With Ukraine struggling for territorial integrity, it may seem trivial to worry about something as mundane as a name.

MELISSA BLOCK, HOST:

But nobody likes being called by the wrong name, and that goes for places as well as people. In the case of Ukraine, it's happened a lot.

(SOUNDBITE OF AUDIO MONTAGE)

PRESIDENT BARACK OBAMA: Don't doubt the bipartisan concern that's been expressed about the situation in the Ukraine. There's something immediately...

JARED LETO: To all the dreamers out there around the world watching this tonight, in places like the Ukraine and Venezuela...

WAYNE KNIGHT: (As Newman) I still have armies in the Ukraine.

(LAUGHTER)

MICHAEL RICHARDS: (As Kramer) The Ukraine...

BLOCK: That was President Obama, actor Jared Leto and the characters Newman and Kramer from "Seinfeld," all bungling the country's name.

CORNISH: The Ukraine is a common construction, but it's wrong. That nation's constitution clearly names it as Ukraine. And the insertion of that definite article definitely bothers some people.

PETER FEDYNSKY: When people say the Ukraine, I feel somehow a little twinge.

BLOCK: Ukrainian-American translator Peter Fedynsky says the "the" is demeaning. The confusion, he says, stems from the root word for Ukraine: krai.

FEDYNSKY: Krai can mean land, it can be country, it can be edge; it may mean borderland.
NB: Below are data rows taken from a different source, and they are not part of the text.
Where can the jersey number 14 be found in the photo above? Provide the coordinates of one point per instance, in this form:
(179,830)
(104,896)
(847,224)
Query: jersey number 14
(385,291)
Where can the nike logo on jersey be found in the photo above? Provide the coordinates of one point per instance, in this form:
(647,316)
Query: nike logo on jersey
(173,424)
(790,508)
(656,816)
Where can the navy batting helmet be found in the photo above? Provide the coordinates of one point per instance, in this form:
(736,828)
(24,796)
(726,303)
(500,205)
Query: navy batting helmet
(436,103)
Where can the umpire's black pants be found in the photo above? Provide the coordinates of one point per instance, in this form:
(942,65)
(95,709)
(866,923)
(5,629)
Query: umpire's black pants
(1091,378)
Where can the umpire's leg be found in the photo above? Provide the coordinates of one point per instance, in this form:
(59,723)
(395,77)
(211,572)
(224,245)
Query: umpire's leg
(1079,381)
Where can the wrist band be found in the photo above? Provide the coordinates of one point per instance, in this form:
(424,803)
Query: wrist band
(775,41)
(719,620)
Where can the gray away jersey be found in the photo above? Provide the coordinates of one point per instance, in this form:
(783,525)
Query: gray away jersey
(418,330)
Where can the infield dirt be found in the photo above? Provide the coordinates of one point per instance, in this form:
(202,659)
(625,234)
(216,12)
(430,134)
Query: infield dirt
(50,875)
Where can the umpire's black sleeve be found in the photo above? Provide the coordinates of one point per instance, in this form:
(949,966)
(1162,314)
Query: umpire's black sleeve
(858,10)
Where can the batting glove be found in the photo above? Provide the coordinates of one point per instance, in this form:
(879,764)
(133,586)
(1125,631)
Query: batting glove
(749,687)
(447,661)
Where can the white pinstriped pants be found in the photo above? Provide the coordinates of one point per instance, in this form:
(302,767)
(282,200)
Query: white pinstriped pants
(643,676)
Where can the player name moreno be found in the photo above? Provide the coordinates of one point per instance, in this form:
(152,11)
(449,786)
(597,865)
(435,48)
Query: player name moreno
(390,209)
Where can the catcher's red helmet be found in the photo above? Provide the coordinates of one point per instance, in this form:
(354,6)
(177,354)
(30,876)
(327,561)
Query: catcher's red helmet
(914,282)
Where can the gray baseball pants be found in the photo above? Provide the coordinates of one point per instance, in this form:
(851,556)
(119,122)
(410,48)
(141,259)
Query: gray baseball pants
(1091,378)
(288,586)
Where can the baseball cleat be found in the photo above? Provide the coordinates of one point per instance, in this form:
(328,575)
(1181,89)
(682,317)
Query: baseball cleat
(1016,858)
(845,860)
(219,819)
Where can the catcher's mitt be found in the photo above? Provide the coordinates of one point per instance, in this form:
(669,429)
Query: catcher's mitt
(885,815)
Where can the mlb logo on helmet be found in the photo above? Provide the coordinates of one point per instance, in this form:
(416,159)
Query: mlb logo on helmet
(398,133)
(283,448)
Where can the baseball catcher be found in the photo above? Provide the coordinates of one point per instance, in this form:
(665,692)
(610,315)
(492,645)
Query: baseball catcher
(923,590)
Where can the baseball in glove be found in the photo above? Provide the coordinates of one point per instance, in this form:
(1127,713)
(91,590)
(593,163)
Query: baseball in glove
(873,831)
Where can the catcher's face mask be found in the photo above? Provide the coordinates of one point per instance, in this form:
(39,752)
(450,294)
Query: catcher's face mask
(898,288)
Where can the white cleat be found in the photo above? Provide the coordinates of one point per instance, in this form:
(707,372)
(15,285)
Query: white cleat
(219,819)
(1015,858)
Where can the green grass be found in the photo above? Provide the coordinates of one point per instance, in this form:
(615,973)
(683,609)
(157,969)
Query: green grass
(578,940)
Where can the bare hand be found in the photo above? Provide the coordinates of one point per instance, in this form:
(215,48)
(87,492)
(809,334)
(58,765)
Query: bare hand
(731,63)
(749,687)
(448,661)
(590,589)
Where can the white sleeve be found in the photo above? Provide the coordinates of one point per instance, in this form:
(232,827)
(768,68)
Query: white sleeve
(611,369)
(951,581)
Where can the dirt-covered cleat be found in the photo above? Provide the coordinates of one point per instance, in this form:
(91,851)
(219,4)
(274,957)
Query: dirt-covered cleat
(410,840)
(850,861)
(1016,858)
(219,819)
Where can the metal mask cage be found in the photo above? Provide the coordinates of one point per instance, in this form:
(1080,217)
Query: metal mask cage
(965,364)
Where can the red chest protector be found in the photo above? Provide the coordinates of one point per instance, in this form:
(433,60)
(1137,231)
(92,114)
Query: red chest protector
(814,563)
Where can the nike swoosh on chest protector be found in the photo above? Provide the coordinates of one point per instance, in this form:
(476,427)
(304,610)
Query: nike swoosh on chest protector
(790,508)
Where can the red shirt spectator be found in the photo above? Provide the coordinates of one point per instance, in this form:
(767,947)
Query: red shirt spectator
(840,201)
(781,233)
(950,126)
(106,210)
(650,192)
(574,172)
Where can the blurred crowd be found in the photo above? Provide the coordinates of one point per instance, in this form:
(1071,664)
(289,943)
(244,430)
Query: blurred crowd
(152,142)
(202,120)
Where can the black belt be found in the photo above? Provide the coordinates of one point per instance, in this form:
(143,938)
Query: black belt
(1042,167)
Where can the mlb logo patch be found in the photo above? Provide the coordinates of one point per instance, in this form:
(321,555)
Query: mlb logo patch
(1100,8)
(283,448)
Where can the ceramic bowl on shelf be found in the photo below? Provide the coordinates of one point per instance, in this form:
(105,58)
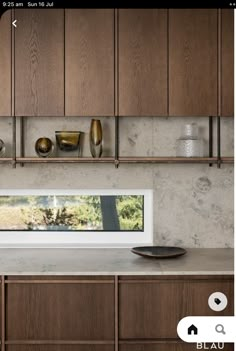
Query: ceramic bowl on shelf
(44,147)
(69,140)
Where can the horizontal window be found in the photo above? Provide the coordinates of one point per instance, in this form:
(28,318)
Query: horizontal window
(75,217)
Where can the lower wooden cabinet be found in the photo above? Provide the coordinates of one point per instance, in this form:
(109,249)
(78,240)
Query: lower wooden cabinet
(60,348)
(151,308)
(60,311)
(176,347)
(97,313)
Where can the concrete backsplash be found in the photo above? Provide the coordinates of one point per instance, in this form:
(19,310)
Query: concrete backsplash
(193,204)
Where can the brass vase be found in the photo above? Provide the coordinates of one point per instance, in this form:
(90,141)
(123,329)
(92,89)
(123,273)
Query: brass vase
(95,136)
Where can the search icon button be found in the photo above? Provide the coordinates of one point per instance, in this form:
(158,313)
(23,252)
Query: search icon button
(220,329)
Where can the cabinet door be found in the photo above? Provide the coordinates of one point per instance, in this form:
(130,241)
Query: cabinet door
(5,64)
(54,311)
(172,347)
(192,62)
(89,62)
(60,348)
(142,60)
(227,102)
(39,63)
(153,310)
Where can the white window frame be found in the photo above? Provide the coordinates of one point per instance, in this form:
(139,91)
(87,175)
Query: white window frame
(60,239)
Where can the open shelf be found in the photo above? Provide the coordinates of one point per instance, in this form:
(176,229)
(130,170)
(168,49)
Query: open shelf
(64,160)
(168,159)
(6,160)
(124,160)
(227,160)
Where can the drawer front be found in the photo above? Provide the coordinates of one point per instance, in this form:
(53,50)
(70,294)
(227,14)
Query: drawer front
(60,311)
(60,348)
(175,347)
(150,310)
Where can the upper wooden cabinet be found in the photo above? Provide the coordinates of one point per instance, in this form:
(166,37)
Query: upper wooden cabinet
(142,62)
(176,62)
(89,62)
(193,62)
(5,64)
(39,63)
(227,65)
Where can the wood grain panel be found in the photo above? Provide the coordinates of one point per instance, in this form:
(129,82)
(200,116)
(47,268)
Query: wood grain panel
(227,78)
(152,310)
(39,63)
(60,312)
(60,348)
(192,62)
(90,62)
(142,62)
(5,64)
(169,347)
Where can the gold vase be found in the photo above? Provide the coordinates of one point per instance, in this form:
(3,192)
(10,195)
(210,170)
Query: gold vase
(95,136)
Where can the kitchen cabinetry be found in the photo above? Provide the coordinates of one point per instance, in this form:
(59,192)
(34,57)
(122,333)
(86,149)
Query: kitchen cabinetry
(60,348)
(227,64)
(193,62)
(78,309)
(142,62)
(125,62)
(169,347)
(100,313)
(151,309)
(39,63)
(5,64)
(89,62)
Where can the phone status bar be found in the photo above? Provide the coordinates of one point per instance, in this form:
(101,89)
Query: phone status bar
(114,4)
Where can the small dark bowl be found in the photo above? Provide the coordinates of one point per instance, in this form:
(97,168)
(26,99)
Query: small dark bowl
(158,251)
(44,147)
(68,141)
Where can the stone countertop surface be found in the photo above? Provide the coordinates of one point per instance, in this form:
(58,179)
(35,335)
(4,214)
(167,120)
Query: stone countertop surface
(112,261)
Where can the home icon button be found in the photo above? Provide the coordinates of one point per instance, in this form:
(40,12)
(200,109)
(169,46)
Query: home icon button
(192,330)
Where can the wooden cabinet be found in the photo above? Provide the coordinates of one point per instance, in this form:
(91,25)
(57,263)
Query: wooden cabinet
(60,348)
(142,62)
(89,62)
(177,346)
(176,62)
(5,64)
(227,64)
(152,309)
(193,62)
(92,313)
(39,63)
(60,311)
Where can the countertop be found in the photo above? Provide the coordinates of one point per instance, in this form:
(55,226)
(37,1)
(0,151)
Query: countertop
(112,262)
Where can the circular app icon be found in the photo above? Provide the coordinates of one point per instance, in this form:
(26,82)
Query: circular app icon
(217,301)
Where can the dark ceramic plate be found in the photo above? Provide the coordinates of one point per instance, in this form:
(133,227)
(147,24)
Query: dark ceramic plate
(158,251)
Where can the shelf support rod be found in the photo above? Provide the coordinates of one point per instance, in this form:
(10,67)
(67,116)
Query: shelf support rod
(117,142)
(22,138)
(210,138)
(218,142)
(3,317)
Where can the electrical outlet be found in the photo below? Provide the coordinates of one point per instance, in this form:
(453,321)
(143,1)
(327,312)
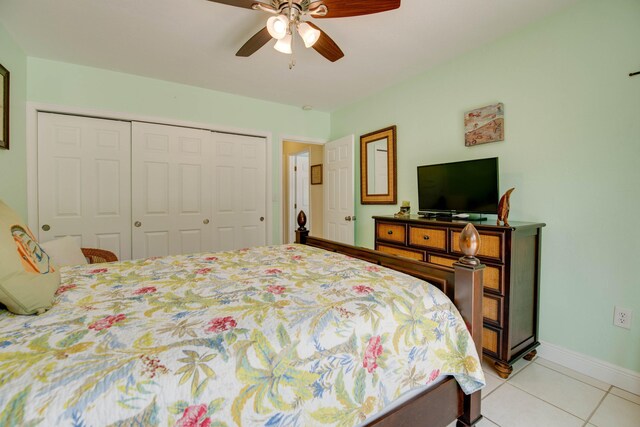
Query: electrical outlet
(622,317)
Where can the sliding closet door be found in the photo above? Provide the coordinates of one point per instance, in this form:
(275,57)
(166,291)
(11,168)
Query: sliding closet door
(84,181)
(171,190)
(239,191)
BLOCK: And that's why in Soviet times and earlier, referring to the Ukraine, or the borderland, was common.

CORNISH: Today, Fedynsky says those three letters make a big difference to Ukrainians.
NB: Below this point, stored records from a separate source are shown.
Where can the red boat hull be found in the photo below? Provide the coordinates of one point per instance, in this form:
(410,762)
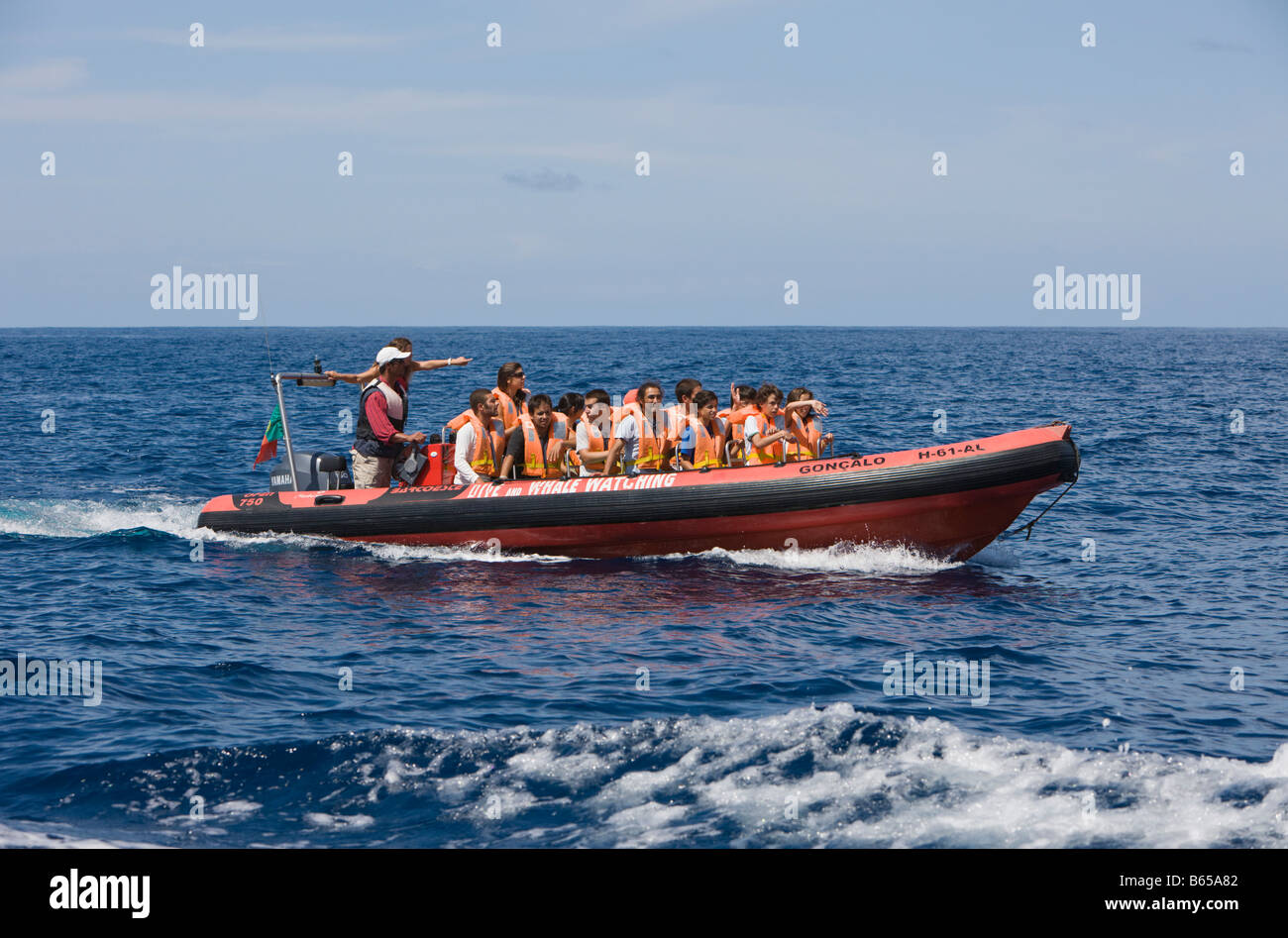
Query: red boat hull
(944,501)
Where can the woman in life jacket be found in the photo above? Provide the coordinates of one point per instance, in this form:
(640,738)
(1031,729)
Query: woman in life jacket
(763,441)
(644,432)
(703,436)
(537,449)
(511,396)
(743,406)
(802,416)
(568,412)
(683,409)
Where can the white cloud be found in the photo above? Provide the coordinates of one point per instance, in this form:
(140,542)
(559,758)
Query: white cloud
(46,76)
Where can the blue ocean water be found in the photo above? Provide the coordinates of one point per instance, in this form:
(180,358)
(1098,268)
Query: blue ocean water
(724,698)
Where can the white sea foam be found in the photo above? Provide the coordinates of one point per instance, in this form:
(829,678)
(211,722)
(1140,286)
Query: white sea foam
(806,779)
(58,836)
(178,517)
(859,558)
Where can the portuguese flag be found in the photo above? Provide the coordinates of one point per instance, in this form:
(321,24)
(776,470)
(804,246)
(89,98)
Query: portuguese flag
(271,433)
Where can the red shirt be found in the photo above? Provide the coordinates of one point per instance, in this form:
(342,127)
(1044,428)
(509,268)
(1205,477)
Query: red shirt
(377,414)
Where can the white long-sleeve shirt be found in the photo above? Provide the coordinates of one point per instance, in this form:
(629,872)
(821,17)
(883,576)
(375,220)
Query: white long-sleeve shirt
(465,441)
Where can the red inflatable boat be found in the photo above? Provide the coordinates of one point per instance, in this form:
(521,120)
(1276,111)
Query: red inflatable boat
(947,501)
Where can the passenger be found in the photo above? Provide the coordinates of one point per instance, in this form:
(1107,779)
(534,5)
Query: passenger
(595,457)
(742,407)
(568,412)
(800,416)
(761,441)
(683,407)
(402,344)
(381,416)
(644,432)
(511,396)
(481,442)
(536,449)
(703,437)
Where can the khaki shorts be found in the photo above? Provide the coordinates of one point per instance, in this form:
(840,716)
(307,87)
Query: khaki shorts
(372,471)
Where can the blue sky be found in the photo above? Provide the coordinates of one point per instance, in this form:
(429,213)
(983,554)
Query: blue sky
(518,162)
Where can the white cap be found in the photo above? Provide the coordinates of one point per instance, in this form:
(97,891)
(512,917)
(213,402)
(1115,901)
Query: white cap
(387,354)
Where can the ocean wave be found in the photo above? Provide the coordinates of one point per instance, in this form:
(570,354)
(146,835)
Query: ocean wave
(810,778)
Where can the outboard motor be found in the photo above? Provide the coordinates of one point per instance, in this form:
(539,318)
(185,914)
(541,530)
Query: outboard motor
(317,471)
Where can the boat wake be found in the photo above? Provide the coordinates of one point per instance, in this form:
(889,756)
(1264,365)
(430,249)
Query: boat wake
(859,558)
(176,517)
(810,778)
FEDYNSKY: Well, language is a powerful thing, and it creates certain impressions. And if you attach "the" to the name of the country, you diminish its value; and you question its independence, and take for granted that it belongs to someone else. Well, it doesn't.

BLOCK: Of course, to confuse matters, some countries do embrace the "the," for example, the Philippines and the United States.

CORNISH: But to recap, Ukraine is the country. The Ukraine, that's just a mistake.